A TOPBOOKs e este seu envaidecido editor sentem-se honrados em entregar ao público leitor urna tradução dessa envergadura, sinônimo de profissionalismo, sensibilidade poética e rara disciplina intelectual.
José Mario Pereira (1994)
Capa: Adriana Moreno, sobre foto de
Rimbaud aos 17 anos, por Etienne Carjat.
Sr. Ivo Barroso,
É mais do que evidente que se deve, sobretudo, agradecê-lo com profunda consideração por esse presente inestimável dado a nós, leitores brasileiros que desconhecemos a língua francesa. Tal gratidão fora igualmente expressa pelo cantor Jim Morrison ao escritor Wallace Fowlie pelas obras de Rimbaud em inglês. Não julgo, de minha parte, um inconveniente repetir tal atitude. Há dez anos sinto-me tocado pelo poeta de Charleville, e se o encontrei outrora em trabalhos de tradução menos válidos, seu espírito penetrou minha consciência desde o primeiro momento em que o li.
Seus comentários sobre o processo de tradução e sobre os percalços e perigos na obra de Rimbaud, sr. Barroso, são luzes lançadas em rincões onde não poderíamos penetrar, não fosse sua dedicação incansável a essa poesia sacudidora dos alicerces do mundo. Ali a obra toma sua máxima significação, visto Rimbaud ser um mestre quando se trata de jogos de palavras, como bem o sabemos.
Todos os dias penso no Poeta. Sou um modesto livreiro que, por sorte e amor, adquiriu algumas obras de valor raro, como o livro do professor Izambard, reminiscências importantes do que viria a ser a figura extraordinária de seu aluno.

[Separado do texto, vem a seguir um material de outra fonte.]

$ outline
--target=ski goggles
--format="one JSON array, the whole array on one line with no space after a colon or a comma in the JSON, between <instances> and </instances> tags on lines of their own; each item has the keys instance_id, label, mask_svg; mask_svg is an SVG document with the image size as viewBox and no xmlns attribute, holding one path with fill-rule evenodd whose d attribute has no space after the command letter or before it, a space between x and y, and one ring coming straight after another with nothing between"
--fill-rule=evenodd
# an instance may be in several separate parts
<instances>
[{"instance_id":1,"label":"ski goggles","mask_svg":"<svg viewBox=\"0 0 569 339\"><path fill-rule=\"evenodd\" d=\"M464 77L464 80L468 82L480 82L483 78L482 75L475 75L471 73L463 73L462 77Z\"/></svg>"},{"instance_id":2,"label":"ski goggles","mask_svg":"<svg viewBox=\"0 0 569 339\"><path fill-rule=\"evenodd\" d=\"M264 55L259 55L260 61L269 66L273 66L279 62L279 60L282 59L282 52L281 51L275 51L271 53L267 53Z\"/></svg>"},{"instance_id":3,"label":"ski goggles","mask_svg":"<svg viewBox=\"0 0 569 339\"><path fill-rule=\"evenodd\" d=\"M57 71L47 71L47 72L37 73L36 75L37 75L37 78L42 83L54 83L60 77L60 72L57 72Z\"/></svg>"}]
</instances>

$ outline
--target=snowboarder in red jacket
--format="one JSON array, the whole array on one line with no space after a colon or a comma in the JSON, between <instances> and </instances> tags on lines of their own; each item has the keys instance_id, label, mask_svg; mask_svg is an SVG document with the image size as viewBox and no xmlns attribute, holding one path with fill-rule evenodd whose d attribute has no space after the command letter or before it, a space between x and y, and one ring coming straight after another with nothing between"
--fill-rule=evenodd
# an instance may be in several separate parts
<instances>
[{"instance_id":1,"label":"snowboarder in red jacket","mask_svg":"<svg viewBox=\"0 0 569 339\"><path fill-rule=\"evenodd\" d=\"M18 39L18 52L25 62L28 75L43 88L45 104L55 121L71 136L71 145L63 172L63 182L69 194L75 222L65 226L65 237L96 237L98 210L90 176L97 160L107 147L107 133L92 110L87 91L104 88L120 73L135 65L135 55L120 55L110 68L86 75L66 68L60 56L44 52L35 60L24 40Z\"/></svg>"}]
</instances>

Eis tudo o que tenho a dizer ao sr Ivo Barroso: Os meus sinceros agradecimentos por essa empreitada.
Caro Paulo Roberto,
palavras como as suas me recompensam pelos anos a fio que passei estudando a obra de Rimbaud, adquirindo tudo o que podia sobre ele a ponto de ter e consultar cerca de 300 volumes que – num gesto rimbaldiano – doei à biblioteca do Centro Cultural Banco do Brasil (Rio), onde os leitores poderão consultá-los. Entre eles, verdadeiros tesouros, como o Album Zutique, do qual doeu-me muito separar. Sinto-me eufórico em saber que aquele esforço não foi em vão, que pelo menos um leitor se engrandeceu com meus achados e comentários e se deleitou com a minha tradução.